DeVine presented his 24-page paper, “Fast Friends or Future Foes: The Emerging Church and Southern Baptists.” The professor spoke for 55 minutes, touching off a 90-minute period of interaction with an audience that included staffers, pastors, Executive Board members and other Missouri Baptists. That resulted in Knight drafting the seven preliminary statements about Emerging/Emergent (to be dealt with at a future meeting) which are as follows:
1) Acts 29 is a part of the Emerging Church movement;
2) We have great difficulty with the notion or philosophy that a church can be theologically conservative and methodologically liberal. There is an inherent connection between biblical theology and missions methodology;
3) There seems to be levels of immaturity and even rebellion among the leadership of the Emerging Church movement;
4) Acts 29 should not be an organization with which the Missouri Baptist Convention networks by means of our Cooperative Program money, missions emphases and church planting;
5) A commitment to planting indigenous churches in Missouri is not a commitment to cultural compromise;
6) We recognize the diversity of opinion in American evangelicalism when it comes to alcoholic beverages. This does not negate our historic and ongoing affirmation of the resolutions at 57 annual meetings of the Southern Baptist Convention regarding abstinence as the Baptist position on the sale and use of alcoholic beverages;
7) There are vast theological extremes and a profound depth of doctrinal diversity, even instances of clearly heretical statements, within the Emerging Church movement with which we are greatly uncomfortable.
Knight spoke of the need to bring closure to “the day of ambiguity”–something he described as an attitude of blind trust.
“We are living in a day and age where we need doctrinal precision and we need to be definitive in what we believe,” he said. “The day of presuming what everybody believes—that’s ambiguous. I believe most people do not thrive well in ambiguity. We thrive well with parameters such as the Baptist Faith & Message (2000), and any clarification that can be made of a statement like that.
“We very much want our Executive Board staff to be theologically discerning when they choose to network with a particular ministry organization.”
In the spirit of ending the day of ambiguity, the committee voted 4-0 to send out CD copies of “What’s So Dangerous About the Emerging Church,” by John McArthur, to every Missouri Baptist pastor and director of missions. Another McArthur CD on the sufficiency of Scripture will be mailed to MBC ministry specialist staff and Executive Board members. The motion did not include a cost cap, but it is expected that the MBC would spend no more than $2,500 on the project.

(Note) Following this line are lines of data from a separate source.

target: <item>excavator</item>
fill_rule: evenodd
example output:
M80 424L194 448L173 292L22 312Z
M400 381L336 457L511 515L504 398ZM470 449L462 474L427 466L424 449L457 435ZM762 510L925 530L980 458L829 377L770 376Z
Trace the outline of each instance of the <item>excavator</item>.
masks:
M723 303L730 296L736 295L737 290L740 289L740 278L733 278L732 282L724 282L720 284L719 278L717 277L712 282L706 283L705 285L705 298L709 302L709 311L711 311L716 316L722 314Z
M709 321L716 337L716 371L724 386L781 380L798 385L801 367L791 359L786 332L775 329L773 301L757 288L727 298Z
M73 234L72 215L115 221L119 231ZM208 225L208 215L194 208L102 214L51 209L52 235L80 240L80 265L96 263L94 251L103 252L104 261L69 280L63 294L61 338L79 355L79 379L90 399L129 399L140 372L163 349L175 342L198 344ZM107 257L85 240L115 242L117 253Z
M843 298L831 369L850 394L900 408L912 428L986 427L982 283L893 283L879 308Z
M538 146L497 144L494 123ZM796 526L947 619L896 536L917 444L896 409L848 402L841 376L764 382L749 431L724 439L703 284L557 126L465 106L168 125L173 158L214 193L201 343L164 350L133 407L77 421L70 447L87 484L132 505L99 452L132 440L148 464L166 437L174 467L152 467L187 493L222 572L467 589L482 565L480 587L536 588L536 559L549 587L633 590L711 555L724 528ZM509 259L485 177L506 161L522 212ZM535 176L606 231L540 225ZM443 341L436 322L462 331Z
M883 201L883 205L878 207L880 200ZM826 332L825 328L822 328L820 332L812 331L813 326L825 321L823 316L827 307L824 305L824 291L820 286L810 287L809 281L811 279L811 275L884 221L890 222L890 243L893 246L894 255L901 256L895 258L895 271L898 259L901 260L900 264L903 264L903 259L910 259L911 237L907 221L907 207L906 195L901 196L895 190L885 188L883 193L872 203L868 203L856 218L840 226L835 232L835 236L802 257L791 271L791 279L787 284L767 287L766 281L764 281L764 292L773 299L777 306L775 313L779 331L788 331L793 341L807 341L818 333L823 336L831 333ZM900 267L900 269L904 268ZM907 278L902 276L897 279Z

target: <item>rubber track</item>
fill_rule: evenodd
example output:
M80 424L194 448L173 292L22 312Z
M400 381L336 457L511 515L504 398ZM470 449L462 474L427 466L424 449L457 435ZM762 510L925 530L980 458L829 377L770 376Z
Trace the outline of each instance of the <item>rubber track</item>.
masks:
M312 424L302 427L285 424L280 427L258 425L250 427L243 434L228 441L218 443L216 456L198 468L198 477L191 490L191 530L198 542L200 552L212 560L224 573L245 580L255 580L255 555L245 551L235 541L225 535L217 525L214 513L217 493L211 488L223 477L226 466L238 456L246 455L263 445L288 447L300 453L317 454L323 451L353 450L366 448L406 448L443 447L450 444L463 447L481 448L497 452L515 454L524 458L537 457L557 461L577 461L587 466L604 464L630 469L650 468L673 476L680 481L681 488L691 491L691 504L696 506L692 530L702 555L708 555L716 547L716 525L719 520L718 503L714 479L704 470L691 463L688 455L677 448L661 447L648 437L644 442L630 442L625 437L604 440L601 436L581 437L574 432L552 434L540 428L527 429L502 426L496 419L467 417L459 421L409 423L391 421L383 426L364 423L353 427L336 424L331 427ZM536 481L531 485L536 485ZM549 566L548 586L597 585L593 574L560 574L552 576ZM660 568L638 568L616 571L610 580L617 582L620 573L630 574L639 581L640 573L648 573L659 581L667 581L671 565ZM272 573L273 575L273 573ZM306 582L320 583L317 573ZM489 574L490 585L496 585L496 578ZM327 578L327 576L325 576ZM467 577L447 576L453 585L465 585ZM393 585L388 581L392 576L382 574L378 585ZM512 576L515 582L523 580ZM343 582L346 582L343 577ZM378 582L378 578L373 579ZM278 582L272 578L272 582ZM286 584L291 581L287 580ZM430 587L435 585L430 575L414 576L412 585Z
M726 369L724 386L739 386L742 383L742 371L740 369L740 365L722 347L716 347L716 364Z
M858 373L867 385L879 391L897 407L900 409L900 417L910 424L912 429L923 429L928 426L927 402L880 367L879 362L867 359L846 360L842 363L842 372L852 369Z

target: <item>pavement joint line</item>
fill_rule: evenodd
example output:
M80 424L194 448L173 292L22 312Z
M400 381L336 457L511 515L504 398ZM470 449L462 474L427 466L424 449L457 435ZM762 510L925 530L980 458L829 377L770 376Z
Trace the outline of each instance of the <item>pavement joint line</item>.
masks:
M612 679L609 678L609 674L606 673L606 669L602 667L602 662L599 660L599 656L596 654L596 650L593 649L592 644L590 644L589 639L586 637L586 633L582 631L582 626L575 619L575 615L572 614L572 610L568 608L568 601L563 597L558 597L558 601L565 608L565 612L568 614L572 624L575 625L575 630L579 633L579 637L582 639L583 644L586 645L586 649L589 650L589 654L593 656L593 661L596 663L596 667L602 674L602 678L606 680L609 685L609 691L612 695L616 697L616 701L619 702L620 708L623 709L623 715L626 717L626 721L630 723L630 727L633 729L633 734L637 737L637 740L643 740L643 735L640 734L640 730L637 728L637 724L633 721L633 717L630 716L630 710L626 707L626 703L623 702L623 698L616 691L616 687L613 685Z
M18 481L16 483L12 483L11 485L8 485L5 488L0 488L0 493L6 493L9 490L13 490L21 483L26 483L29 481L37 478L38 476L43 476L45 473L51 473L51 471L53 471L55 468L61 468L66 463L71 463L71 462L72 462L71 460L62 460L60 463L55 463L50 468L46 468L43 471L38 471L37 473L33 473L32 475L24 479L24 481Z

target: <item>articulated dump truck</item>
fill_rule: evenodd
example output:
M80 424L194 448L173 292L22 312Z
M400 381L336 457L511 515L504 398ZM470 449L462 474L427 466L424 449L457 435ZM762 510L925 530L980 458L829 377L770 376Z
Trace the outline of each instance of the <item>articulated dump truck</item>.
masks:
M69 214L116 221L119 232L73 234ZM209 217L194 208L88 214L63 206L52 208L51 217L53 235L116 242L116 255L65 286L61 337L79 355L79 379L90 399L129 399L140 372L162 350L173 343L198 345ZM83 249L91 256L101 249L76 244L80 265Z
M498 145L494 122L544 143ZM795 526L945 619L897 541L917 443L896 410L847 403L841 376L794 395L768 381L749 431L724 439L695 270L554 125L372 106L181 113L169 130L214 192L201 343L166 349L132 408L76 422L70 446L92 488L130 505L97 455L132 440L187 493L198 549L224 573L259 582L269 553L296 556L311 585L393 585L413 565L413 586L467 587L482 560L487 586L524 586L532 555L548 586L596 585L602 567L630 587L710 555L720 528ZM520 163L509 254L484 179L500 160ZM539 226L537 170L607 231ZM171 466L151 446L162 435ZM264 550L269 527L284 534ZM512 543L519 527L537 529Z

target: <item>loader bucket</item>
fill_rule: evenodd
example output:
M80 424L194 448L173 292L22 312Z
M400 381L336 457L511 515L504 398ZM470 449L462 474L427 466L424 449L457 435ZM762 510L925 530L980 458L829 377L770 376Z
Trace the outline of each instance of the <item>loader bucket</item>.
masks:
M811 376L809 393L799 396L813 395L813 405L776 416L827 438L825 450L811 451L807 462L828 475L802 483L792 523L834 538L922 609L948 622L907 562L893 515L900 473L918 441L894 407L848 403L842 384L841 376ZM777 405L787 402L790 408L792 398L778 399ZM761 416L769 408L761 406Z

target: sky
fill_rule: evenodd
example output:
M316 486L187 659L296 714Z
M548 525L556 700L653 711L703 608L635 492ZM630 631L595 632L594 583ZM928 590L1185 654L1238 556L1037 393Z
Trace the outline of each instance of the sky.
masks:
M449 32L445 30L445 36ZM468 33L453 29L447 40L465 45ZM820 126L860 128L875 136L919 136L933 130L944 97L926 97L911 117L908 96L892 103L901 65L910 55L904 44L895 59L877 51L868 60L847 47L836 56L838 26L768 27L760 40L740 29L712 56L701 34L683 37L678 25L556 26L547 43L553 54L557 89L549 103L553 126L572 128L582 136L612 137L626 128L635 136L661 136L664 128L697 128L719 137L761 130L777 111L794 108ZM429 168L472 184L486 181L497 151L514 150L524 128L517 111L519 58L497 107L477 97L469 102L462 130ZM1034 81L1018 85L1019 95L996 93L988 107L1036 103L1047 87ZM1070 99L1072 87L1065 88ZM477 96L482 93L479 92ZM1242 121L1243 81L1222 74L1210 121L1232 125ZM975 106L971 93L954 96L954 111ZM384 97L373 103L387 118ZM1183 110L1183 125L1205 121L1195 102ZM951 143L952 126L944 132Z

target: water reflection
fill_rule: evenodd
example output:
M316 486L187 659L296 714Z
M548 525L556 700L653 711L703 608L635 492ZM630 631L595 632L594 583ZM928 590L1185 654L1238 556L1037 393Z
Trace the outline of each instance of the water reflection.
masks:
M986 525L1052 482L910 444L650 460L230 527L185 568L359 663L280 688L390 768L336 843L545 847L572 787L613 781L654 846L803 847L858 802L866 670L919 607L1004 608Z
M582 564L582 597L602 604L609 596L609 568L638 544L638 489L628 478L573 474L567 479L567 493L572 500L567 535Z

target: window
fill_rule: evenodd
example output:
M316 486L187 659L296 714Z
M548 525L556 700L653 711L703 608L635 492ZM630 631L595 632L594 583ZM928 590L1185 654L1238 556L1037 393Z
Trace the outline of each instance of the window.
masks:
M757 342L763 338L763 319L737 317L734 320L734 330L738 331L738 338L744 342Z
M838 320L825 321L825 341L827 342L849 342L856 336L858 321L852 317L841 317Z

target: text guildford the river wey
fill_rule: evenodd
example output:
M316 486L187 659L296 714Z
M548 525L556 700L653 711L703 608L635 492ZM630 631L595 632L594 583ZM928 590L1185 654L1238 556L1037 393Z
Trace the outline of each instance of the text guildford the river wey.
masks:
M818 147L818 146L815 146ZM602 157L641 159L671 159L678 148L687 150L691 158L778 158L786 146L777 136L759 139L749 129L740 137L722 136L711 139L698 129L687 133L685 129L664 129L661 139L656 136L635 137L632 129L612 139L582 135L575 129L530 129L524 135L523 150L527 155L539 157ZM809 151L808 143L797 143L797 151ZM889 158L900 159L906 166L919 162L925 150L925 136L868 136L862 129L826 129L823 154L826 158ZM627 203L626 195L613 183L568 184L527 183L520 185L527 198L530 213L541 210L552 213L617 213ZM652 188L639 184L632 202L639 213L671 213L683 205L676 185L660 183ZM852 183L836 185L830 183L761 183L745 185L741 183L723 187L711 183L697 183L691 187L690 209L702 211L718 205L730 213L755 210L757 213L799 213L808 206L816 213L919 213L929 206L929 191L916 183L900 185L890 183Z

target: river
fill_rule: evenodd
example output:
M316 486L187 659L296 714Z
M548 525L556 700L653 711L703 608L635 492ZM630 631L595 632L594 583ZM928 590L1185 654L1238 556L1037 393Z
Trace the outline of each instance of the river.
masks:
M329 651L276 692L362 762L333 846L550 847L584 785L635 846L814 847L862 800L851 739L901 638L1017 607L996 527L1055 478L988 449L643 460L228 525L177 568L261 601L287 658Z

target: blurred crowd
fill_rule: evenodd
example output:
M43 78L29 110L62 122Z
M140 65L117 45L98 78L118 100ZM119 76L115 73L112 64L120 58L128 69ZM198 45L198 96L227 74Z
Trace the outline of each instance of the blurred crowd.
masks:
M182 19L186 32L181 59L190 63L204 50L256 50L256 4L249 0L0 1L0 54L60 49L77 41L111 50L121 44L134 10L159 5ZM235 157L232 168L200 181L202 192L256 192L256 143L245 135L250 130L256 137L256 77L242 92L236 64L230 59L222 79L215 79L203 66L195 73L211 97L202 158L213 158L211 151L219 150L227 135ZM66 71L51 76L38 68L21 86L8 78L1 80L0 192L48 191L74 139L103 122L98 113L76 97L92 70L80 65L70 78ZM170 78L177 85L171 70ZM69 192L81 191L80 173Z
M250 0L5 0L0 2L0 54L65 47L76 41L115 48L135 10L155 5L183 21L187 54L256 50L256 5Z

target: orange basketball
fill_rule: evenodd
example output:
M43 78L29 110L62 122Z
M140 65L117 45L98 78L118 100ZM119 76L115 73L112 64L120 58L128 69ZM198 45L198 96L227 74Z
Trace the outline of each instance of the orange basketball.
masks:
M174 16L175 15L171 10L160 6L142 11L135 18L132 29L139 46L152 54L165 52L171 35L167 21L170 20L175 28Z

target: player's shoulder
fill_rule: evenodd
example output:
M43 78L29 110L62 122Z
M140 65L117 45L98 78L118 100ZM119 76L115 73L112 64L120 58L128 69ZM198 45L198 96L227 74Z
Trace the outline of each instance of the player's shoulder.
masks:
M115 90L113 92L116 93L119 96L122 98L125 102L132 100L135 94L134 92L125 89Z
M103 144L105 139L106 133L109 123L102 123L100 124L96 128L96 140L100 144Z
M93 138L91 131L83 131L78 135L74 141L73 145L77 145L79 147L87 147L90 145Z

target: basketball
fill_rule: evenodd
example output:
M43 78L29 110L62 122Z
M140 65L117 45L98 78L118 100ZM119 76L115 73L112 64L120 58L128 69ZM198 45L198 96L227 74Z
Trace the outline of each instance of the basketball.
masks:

The position statement/set of guidelines that was approved March 15 was not changed in the April 16 meeting. Tolliver’s first impression of the document was that it is “something they (MBC staffers) can work with, and I don’t see it being a big problem.” Knight, who noted that Tolliver’s presence in the meeting was “refreshing,” clearly views the committee’s work on the four-page document as largely complete.
“I can’t imagine it being tweaked anymore, but we’ll go from here,” he said. “It’s workable. It’s accountable.”
The ad hoc committee was formed following a motion made during the MBC’s annual meeting in Cape Girardeau in October. The motion was referred to the Committee on Order of Business which recommended to the Convention that the motion be referred to the Executive Board where Chairman Mike Green, pastor, Calvary Baptist Church, Republic, established the committee which is to bring a report to the Executive Board in July.
The committee is charged with reviewing the theological soundness of all relationships the MBC staff has with the various ministries. The new guidelines, if adopted, will apply only to MBC staff; they are not meant to come into conflict with the autonomy of local churches and will not apply to MBC churches or missions.
Committee Member David McAlpin, pastor, First Baptist Church, Harvester, in St. Charles, was ill April 16 and did not attend the meeting.